* Specialize `InterpolationGate`
To cosets of subgroups of roots of unity. This way
- `InterpolationGate` needs fewer routed wires, bringing our minimum routed wires down from 28 to 25.
- The recursive `compute_evaluation` avoids some multiplications, saving 100~200 gates depending on `num_routed_wires`.
* Update test
* feedback
* More wires for ConstantGate
* fix
* fix
* Optimize recursive Poseidon constraint evaluation
- Avoid `ArithmeticGate`s with unique constants; use `ConstantGate` wires instead
- Avoid an unnecessary squaring in exponentiations
Brings Poseidon evaluation down to a reasonable 273 gates when `num_routed_wires = 48`.

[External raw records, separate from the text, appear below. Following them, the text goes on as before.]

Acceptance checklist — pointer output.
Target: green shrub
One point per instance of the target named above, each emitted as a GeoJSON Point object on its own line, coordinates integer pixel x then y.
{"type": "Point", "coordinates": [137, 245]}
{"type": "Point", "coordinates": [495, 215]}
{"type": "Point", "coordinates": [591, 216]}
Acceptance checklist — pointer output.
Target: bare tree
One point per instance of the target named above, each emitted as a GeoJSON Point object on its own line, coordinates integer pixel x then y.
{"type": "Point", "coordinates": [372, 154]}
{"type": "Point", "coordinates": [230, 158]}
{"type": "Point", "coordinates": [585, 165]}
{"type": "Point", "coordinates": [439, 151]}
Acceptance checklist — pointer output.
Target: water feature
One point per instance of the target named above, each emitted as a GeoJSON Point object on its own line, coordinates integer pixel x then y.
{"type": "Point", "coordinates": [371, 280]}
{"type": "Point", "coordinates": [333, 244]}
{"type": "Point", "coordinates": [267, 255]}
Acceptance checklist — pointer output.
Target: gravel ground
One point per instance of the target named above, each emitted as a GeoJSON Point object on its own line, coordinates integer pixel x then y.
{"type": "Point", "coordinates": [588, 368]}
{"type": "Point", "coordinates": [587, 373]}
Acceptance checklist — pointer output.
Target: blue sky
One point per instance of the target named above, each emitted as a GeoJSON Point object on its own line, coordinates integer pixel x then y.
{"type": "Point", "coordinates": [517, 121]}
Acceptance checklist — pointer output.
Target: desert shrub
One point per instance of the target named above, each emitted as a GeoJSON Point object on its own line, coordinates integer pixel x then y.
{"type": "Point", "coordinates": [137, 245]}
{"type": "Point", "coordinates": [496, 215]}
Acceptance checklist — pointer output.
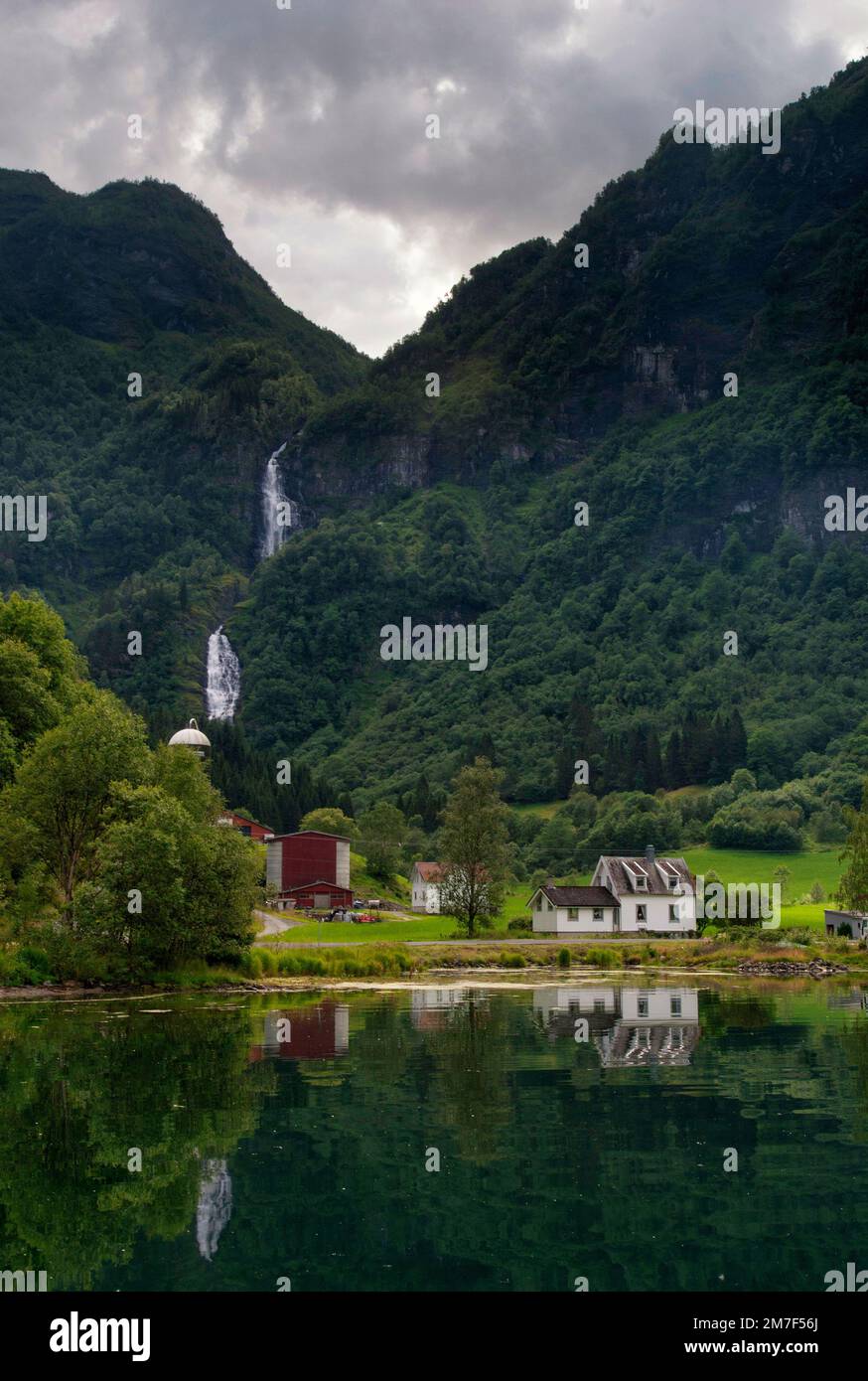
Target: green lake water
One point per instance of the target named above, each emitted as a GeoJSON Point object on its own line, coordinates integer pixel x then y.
{"type": "Point", "coordinates": [581, 1132]}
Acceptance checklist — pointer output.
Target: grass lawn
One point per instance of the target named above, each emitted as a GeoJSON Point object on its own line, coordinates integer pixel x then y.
{"type": "Point", "coordinates": [730, 864]}
{"type": "Point", "coordinates": [751, 866]}
{"type": "Point", "coordinates": [420, 928]}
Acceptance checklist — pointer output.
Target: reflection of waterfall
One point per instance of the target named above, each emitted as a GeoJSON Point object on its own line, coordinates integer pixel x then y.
{"type": "Point", "coordinates": [223, 684]}
{"type": "Point", "coordinates": [279, 513]}
{"type": "Point", "coordinates": [215, 1207]}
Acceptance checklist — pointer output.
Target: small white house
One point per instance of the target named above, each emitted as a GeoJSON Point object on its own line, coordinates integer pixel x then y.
{"type": "Point", "coordinates": [574, 910]}
{"type": "Point", "coordinates": [856, 920]}
{"type": "Point", "coordinates": [425, 888]}
{"type": "Point", "coordinates": [654, 894]}
{"type": "Point", "coordinates": [635, 895]}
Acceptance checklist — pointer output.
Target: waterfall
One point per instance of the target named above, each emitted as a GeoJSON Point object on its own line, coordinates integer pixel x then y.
{"type": "Point", "coordinates": [223, 684]}
{"type": "Point", "coordinates": [279, 513]}
{"type": "Point", "coordinates": [215, 1207]}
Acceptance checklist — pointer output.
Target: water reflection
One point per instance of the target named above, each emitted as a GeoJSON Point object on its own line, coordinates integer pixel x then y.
{"type": "Point", "coordinates": [630, 1026]}
{"type": "Point", "coordinates": [215, 1207]}
{"type": "Point", "coordinates": [289, 1137]}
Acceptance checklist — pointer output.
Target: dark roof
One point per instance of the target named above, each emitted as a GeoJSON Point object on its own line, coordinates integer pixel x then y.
{"type": "Point", "coordinates": [429, 871]}
{"type": "Point", "coordinates": [321, 835]}
{"type": "Point", "coordinates": [577, 895]}
{"type": "Point", "coordinates": [311, 887]}
{"type": "Point", "coordinates": [657, 877]}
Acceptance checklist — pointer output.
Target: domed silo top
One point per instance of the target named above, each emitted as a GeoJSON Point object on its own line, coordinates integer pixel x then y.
{"type": "Point", "coordinates": [192, 737]}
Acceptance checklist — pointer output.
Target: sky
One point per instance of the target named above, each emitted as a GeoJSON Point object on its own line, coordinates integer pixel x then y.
{"type": "Point", "coordinates": [307, 126]}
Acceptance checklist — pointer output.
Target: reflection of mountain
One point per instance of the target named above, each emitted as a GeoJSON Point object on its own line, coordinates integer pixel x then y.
{"type": "Point", "coordinates": [305, 1033]}
{"type": "Point", "coordinates": [215, 1207]}
{"type": "Point", "coordinates": [630, 1026]}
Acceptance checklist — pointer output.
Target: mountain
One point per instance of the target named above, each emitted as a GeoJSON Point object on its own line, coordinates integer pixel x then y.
{"type": "Point", "coordinates": [558, 385]}
{"type": "Point", "coordinates": [152, 499]}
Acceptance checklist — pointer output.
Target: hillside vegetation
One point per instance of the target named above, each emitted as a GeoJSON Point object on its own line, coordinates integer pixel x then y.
{"type": "Point", "coordinates": [559, 385]}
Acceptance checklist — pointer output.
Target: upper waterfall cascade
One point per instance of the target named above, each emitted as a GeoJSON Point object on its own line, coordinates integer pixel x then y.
{"type": "Point", "coordinates": [223, 684]}
{"type": "Point", "coordinates": [279, 513]}
{"type": "Point", "coordinates": [223, 672]}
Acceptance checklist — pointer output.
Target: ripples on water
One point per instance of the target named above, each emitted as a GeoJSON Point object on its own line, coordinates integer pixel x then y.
{"type": "Point", "coordinates": [581, 1130]}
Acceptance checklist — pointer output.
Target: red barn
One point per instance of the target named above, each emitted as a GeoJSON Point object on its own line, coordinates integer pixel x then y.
{"type": "Point", "coordinates": [246, 826]}
{"type": "Point", "coordinates": [311, 869]}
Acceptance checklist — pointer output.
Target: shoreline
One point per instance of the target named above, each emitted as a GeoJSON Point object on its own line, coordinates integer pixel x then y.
{"type": "Point", "coordinates": [452, 977]}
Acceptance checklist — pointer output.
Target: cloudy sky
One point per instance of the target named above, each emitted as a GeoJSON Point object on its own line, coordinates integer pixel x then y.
{"type": "Point", "coordinates": [307, 126]}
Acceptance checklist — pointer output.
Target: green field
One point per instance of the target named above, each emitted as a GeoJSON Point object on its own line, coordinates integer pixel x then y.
{"type": "Point", "coordinates": [420, 928]}
{"type": "Point", "coordinates": [750, 866]}
{"type": "Point", "coordinates": [730, 864]}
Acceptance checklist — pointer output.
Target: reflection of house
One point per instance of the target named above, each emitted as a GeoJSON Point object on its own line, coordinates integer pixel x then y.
{"type": "Point", "coordinates": [215, 1207]}
{"type": "Point", "coordinates": [251, 829]}
{"type": "Point", "coordinates": [307, 1032]}
{"type": "Point", "coordinates": [309, 869]}
{"type": "Point", "coordinates": [854, 1000]}
{"type": "Point", "coordinates": [856, 921]}
{"type": "Point", "coordinates": [626, 894]}
{"type": "Point", "coordinates": [425, 888]}
{"type": "Point", "coordinates": [630, 1026]}
{"type": "Point", "coordinates": [429, 1007]}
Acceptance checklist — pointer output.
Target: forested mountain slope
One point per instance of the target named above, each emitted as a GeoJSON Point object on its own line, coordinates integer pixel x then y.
{"type": "Point", "coordinates": [558, 384]}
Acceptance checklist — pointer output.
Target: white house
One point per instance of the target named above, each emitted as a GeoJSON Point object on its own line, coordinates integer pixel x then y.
{"type": "Point", "coordinates": [425, 888]}
{"type": "Point", "coordinates": [635, 895]}
{"type": "Point", "coordinates": [574, 910]}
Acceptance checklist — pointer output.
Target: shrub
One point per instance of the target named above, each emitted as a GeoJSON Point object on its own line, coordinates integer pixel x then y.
{"type": "Point", "coordinates": [602, 957]}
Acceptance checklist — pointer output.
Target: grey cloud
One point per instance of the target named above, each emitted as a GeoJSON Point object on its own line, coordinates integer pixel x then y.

PoseidonGate's recursive evaluations were using a lot of gates, and the MDS layer was the main culprit.
The other issue is that `constant_layer_recursive` creates a bunch of `ArithmeticGate`s with unique constants. We could either change `ArithmeticGate` to support different constants per operation, or wire in constants from `ConstantGate`, and change `ConstantGate` to support several constants per gate.
This won't really help anything near term since we're still between 2^12 and 2^13, but could have some benefits later, depending on what recursion arities and security settings we end up using.
`PoseidonMdsGate` needs `2 * D * WIDTH = 48` routed wires, and the combination of adding a gate and increasing routed wires slows down the prover a bit. So for now, I kept it at 28 wires, and the old code path is still used.